Reid argues: ‘It’s very difficult to understand what’s going on with those fines. The SDT’s fining guidance has some strange choices of words, making distinctions between conduct that is “more serious”, “very serious” and “significantly serious”. It’s supposed to give you an understanding of how they will assess matters, but it’s not clear. By those standards, lots of firm misconduct is going to head to Level 5 very fast, but where are the rules that tell you the reasoned approach to calculating the number?’
Ultimately, it is clear that the SRA is now more proactive in policing large firms. For its part, the regulator issued this statement in response to the piece: ‘We consider each case on its merits and take action where there is proven misconduct, regardless of the size of the firm involved.’
But the reality is that the SRA’s limited resources mean it has a tendency to concentrate on securing high-profile scalps. Despite the SDT’s apparent concern in the CC/Panayides case, the advent of agreed outcomes has eased this, resembling the success the Serious Fraud Office has had with deferred prosecution agreements.

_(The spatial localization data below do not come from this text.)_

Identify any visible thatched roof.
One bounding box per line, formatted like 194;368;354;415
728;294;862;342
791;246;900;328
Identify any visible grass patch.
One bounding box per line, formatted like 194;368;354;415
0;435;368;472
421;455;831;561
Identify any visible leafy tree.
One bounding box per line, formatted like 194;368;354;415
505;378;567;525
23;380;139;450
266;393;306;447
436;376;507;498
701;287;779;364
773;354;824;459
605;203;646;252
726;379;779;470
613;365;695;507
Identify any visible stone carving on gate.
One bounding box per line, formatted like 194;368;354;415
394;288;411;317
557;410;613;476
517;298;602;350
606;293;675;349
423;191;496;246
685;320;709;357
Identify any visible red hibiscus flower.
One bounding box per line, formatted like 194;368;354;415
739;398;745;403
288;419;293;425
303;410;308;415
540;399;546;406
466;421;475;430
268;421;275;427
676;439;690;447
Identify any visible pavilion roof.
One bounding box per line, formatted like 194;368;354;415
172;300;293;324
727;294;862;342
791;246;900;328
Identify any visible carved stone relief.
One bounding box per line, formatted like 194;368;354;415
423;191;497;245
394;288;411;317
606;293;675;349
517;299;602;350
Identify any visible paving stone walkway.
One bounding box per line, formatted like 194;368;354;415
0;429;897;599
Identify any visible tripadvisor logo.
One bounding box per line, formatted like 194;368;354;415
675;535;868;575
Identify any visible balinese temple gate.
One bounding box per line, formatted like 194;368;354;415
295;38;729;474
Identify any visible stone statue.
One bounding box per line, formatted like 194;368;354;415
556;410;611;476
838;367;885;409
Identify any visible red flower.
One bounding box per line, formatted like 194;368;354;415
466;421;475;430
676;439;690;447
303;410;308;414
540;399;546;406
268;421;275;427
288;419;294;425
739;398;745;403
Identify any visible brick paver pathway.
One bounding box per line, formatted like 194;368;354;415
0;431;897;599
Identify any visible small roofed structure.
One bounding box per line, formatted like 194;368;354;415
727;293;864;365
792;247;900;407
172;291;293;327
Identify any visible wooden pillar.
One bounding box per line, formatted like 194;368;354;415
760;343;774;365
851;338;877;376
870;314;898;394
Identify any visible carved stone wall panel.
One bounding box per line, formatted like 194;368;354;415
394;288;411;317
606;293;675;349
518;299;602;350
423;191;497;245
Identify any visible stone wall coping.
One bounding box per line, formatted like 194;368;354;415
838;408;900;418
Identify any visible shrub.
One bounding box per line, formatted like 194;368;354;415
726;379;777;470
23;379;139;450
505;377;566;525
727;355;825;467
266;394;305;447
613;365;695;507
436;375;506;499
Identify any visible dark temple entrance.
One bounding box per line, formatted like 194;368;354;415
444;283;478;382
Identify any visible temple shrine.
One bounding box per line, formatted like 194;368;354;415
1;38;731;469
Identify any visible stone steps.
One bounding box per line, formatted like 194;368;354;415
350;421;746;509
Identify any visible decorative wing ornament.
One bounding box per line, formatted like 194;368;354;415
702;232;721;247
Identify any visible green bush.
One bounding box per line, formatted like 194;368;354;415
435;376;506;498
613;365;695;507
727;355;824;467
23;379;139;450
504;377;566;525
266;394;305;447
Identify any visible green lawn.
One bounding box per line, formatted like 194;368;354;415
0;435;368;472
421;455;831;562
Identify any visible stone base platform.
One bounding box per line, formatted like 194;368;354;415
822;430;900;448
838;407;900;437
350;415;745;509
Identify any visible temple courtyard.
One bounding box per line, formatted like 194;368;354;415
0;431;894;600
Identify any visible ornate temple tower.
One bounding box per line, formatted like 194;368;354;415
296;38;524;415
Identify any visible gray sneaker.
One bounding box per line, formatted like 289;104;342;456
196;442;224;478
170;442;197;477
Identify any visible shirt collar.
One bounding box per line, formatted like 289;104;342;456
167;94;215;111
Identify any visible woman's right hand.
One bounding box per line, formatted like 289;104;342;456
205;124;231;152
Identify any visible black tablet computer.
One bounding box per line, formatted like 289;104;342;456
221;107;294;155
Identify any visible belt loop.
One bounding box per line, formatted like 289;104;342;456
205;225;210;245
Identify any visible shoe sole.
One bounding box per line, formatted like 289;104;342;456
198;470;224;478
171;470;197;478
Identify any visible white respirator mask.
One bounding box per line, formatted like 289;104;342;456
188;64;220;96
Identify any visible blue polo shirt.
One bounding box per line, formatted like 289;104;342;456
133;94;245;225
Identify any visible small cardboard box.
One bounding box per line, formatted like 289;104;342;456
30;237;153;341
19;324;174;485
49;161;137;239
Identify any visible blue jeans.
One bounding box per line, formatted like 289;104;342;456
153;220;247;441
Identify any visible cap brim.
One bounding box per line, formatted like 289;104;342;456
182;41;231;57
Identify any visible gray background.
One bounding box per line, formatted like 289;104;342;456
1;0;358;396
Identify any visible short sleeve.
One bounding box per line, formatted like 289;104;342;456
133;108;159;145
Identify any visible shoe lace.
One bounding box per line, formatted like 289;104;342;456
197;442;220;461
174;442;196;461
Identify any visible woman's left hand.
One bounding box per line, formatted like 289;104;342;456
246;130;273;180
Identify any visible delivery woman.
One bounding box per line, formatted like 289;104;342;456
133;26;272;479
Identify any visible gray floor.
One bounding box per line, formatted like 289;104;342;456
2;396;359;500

And with regulatory partners reporting an uptick in instructions across the board, it is unlikely to be too long before another record fine materialises. Concludes Harrison: ‘There has been a great deal of pressure on the regulator to be seen to be holding the large firms to account, because there was a perception that it didn’t have the appetite to take on the large firms. It’s become a significant part of our practice now and we’ve had a number of substantial instructions.’ LB
Hitting hard: The five largest law firm fines administered by the Solicitors Disciplinary Tribunal
Locke Lord – £500,000, November 2017
US-based firm Locke Lord currently holds the questionable honour of receiving the largest fine ever from the Solicitors Disciplinary Tribunal (SDT). The heavy sanction came after one of its former UK lawyers, Jonathan Denton, engaged in ‘dubious financial arrangements’ with a client’s bank account. According to the SDT’s judgment, around £21m of investment funds went into the firm’s client account.

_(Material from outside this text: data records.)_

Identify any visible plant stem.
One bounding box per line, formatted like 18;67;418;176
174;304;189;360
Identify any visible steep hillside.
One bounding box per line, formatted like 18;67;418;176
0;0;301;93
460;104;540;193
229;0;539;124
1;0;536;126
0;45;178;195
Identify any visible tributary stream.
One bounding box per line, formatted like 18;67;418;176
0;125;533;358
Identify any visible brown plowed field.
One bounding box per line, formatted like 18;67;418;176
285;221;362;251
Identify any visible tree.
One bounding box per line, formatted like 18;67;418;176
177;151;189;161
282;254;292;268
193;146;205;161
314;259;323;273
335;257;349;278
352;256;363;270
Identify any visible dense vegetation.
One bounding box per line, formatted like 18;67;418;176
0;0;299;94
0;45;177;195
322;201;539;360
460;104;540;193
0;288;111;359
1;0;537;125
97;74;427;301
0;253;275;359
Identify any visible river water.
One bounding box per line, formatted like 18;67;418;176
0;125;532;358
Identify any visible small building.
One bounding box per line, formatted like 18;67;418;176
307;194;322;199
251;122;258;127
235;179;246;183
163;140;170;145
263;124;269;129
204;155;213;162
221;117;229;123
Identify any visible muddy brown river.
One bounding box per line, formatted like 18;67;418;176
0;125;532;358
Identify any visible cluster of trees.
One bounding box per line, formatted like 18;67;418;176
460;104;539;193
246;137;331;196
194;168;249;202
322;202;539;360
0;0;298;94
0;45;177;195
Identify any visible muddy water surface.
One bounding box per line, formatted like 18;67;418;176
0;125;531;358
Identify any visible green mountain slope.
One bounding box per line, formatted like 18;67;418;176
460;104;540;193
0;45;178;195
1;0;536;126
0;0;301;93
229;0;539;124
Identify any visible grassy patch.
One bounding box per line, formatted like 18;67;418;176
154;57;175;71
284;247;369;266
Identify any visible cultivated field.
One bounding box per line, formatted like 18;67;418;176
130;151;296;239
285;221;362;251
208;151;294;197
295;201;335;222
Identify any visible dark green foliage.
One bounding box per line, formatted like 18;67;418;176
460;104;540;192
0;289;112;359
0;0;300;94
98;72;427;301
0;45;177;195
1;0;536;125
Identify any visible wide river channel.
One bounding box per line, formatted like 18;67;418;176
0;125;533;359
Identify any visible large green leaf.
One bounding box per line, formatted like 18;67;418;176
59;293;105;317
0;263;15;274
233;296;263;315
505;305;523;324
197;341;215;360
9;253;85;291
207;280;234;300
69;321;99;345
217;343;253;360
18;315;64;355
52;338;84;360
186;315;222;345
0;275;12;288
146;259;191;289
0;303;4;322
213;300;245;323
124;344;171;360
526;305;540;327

White & Case – £250,000, July 2017
Half of the current record, White & Case was slapped with a £250,000 fine last July after the SDT found that the firm had failed to identify a conflict of interest and failed to protect confidential information regarding a $2bn commercial dispute. The SRA referred the matter to the SDT after one of the firm’s clients was granted an injunction restraining White & Case from continuing to act in the dispute.
Clifford Chance – £50,000, December 2017
Clifford Chance (CC) became the first Magic Circle firm to receive a fine from the SDT in December last year, after it and its partner Alex Panayides were fined £50,000 each for their roles in the Excalibur professional negligence saga. Alongside other misdemeanours, Panayides and CC admitted entering into a 2010 conditional fee arrangement, which could have seen them awarded 10% of their client’s winnings, capped at $15m. Such arrangements were considered unlawful at the time.
Clyde & Co – £50,000, April 2017
Clyde & Co was hit with a £50,000 fine, while three of its partners received individual £10,000 fines, for breaching accounting and money laundering rules in early 2017. The partners, Christopher Duffy, Simon Gamblin and Nick Purnell, all admitted to allowing a client bank account to be used as a banking facility. Clydes was found to have failed to follow rules on dealing with dormant client balances.
Fuglers Solicitors – £50,000, February 2014
West End firm Fuglers Solicitors incurred the wrath of the SDT in 2014, receiving a £50,000 fine that would stand as the record amount until Clydes’ in 2017. Two of the firm’s partners, David Berens and Bryan Fugler, had allowed the use of the firm’s client account for the benefit of Portsmouth FC, channelling over £10m of the club’s money in four months. Berens, described by the SRA as ‘the most culpable partner’, was handed a £20,000 fine, while Fugler received a £5,000 fine.